Mit all diesen wunderbaren Bildern im Kopf sah ich sehnsüchtig zur anderen Straßenseite hinüber, während Mill die Haustür aufschloss. Der Park hielt Winterschlaf und alles, was auf der kargen Wiese herumlungerte, waren Laub und die widerlich leblose Stille des Februars. »In spätestens zwei Monaten ist es wieder unser Platz!«, drohte ich dem Winter.

Mit einem Ruck sauste die Tür in den dunklen Hausflur. »Ich finde schon wieder den verdammten Lichtschalter nicht«, lallte Mill, und stieß gegen ein Fahrrad.

»Taste dich doch an den Briefkästen vor«, zischte Val ihn an. Das war nicht der beste Ratschlag, denn nun schlug Mill im Gehen mit einer Hand gegen die Blechtüren – vermutlich hatte dieser Lärm jetzt auch die letzten im Haus munter gemacht.

Es dauerte eine Weile, bis das Relais endlich klickte. Vom ersten Stock fiel nun etwas Licht über die Stufen in den unbeleuchteten Eingang. Mira rannte vornweg; wir schlichen, so gut es in unserem Zustand noch ging, hinterher und hofften, nicht noch Schläge von schlaftrunkenen Müttern zu kassieren.

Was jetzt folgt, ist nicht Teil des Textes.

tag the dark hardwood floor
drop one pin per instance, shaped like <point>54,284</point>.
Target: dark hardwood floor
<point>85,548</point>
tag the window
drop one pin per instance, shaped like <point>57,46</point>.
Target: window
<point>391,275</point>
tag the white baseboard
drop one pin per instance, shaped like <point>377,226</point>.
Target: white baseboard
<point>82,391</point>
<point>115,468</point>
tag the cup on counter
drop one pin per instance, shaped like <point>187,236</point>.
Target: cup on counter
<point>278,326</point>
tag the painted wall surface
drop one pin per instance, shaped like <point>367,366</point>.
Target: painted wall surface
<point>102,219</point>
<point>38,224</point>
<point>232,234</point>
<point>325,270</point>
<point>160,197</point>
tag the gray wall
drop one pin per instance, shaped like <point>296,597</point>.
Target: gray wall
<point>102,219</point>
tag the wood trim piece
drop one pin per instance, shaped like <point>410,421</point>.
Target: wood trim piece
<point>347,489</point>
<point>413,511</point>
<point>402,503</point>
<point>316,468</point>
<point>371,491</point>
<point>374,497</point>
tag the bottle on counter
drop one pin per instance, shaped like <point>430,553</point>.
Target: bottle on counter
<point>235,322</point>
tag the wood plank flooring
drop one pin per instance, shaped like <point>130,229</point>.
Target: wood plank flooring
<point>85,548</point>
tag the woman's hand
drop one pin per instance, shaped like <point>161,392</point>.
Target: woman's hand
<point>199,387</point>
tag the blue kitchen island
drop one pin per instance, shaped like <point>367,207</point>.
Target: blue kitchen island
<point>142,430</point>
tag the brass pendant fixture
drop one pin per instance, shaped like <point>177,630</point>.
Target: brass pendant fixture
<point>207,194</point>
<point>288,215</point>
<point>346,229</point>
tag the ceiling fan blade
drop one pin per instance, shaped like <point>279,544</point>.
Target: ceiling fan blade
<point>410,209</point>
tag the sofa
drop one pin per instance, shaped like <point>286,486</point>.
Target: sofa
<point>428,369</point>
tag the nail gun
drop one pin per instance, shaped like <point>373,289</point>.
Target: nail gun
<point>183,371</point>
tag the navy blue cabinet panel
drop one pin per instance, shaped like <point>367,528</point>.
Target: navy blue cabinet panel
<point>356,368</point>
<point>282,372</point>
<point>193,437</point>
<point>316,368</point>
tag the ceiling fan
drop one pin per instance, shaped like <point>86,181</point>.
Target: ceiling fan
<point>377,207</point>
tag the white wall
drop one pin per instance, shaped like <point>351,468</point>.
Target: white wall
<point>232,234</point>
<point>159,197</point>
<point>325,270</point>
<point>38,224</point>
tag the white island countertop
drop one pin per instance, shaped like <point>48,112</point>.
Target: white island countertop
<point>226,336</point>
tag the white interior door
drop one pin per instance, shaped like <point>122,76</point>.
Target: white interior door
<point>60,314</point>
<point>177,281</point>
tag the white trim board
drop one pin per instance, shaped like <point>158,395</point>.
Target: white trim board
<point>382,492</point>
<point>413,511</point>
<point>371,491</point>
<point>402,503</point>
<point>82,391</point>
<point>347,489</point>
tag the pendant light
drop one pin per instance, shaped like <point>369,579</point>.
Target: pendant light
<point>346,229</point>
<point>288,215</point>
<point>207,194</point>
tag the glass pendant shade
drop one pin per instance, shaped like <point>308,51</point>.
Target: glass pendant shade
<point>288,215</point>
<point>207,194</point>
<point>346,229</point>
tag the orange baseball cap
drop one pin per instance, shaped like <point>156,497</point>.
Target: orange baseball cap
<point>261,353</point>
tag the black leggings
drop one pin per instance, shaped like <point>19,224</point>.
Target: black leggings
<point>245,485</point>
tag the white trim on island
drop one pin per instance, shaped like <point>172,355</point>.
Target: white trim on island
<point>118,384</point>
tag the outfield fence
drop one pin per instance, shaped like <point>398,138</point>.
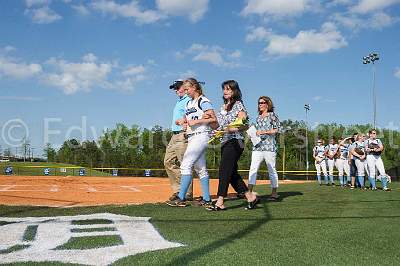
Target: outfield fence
<point>52,170</point>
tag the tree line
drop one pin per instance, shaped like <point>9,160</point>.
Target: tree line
<point>136,147</point>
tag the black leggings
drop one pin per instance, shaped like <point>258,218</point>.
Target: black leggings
<point>228,169</point>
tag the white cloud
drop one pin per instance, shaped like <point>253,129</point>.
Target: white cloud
<point>235,54</point>
<point>340,3</point>
<point>134,70</point>
<point>7,49</point>
<point>20,98</point>
<point>89,58</point>
<point>258,34</point>
<point>355,22</point>
<point>367,6</point>
<point>397,72</point>
<point>278,8</point>
<point>215,55</point>
<point>81,9</point>
<point>30,3</point>
<point>43,15</point>
<point>194,9</point>
<point>130,10</point>
<point>89,74</point>
<point>311,41</point>
<point>19,70</point>
<point>74,77</point>
<point>317,98</point>
<point>381,20</point>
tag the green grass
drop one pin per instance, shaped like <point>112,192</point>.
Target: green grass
<point>37,168</point>
<point>310,225</point>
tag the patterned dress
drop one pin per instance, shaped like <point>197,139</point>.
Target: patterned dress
<point>268,142</point>
<point>225,118</point>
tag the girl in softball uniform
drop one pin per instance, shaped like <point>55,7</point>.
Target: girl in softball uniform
<point>342,163</point>
<point>331,151</point>
<point>232,145</point>
<point>198,119</point>
<point>267,125</point>
<point>374,148</point>
<point>319,152</point>
<point>358,152</point>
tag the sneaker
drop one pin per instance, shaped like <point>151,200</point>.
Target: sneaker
<point>241,195</point>
<point>252,204</point>
<point>176,203</point>
<point>202,203</point>
<point>174,197</point>
<point>189,197</point>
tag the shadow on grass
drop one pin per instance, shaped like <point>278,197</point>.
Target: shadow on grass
<point>199,252</point>
<point>203,251</point>
<point>17,209</point>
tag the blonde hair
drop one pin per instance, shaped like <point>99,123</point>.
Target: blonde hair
<point>193,82</point>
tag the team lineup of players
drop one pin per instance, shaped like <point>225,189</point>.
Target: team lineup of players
<point>354,157</point>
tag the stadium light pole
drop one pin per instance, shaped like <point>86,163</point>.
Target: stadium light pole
<point>371,58</point>
<point>307,108</point>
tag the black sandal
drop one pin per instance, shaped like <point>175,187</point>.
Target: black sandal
<point>252,204</point>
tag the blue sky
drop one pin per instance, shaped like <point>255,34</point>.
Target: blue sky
<point>99,62</point>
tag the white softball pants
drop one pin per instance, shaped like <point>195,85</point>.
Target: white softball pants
<point>319,166</point>
<point>341,165</point>
<point>361,167</point>
<point>331,164</point>
<point>375,161</point>
<point>195,155</point>
<point>257,157</point>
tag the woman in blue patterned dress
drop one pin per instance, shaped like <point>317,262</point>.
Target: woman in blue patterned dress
<point>267,126</point>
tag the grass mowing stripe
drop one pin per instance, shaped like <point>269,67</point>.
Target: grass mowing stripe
<point>13,249</point>
<point>5,223</point>
<point>30,233</point>
<point>310,225</point>
<point>100,229</point>
<point>88,242</point>
<point>92,221</point>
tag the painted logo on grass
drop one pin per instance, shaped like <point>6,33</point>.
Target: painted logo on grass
<point>96,239</point>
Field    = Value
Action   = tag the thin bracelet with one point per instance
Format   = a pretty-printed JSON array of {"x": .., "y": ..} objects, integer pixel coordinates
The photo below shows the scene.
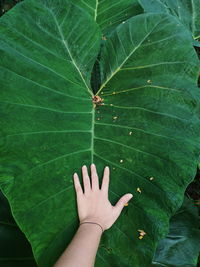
[{"x": 94, "y": 223}]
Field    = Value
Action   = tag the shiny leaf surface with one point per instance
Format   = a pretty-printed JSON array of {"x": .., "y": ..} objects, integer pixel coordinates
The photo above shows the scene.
[
  {"x": 147, "y": 126},
  {"x": 188, "y": 11},
  {"x": 181, "y": 246}
]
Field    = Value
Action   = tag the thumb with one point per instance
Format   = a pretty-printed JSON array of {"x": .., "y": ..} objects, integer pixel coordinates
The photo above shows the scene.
[{"x": 122, "y": 201}]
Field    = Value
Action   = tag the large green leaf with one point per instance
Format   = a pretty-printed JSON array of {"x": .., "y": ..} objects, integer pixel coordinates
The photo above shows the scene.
[
  {"x": 14, "y": 248},
  {"x": 188, "y": 11},
  {"x": 110, "y": 13},
  {"x": 147, "y": 128},
  {"x": 180, "y": 248}
]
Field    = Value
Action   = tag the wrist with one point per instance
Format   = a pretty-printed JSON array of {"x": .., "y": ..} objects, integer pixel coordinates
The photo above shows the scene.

Das Dachgeschoss war ordentlich durchgewärmt und roch nach Kohl und Steckrüben. Val hatte am Nachmittag für alle eine herrliche Suppe gekocht. Mill sagte immer: »Zu dieser Jahreszeit ist ein warmer Bauch die einzige Wahrheit.« Das stimmte – denn wenn der zufrieden war, dann galt dies auch meist für den Kopf. Das Beste an Vals Eintopf waren die Backpflaumen, die sie am Ende hineinschnitt. Kaum zu glauben, aber ihre schwarze, herbe Süße passte perfekt zum Gemüse, das eine Menge erdige Würze vom Winter in sich trug. Und im Mund wurde alles zusammen dann zu einer Sensation.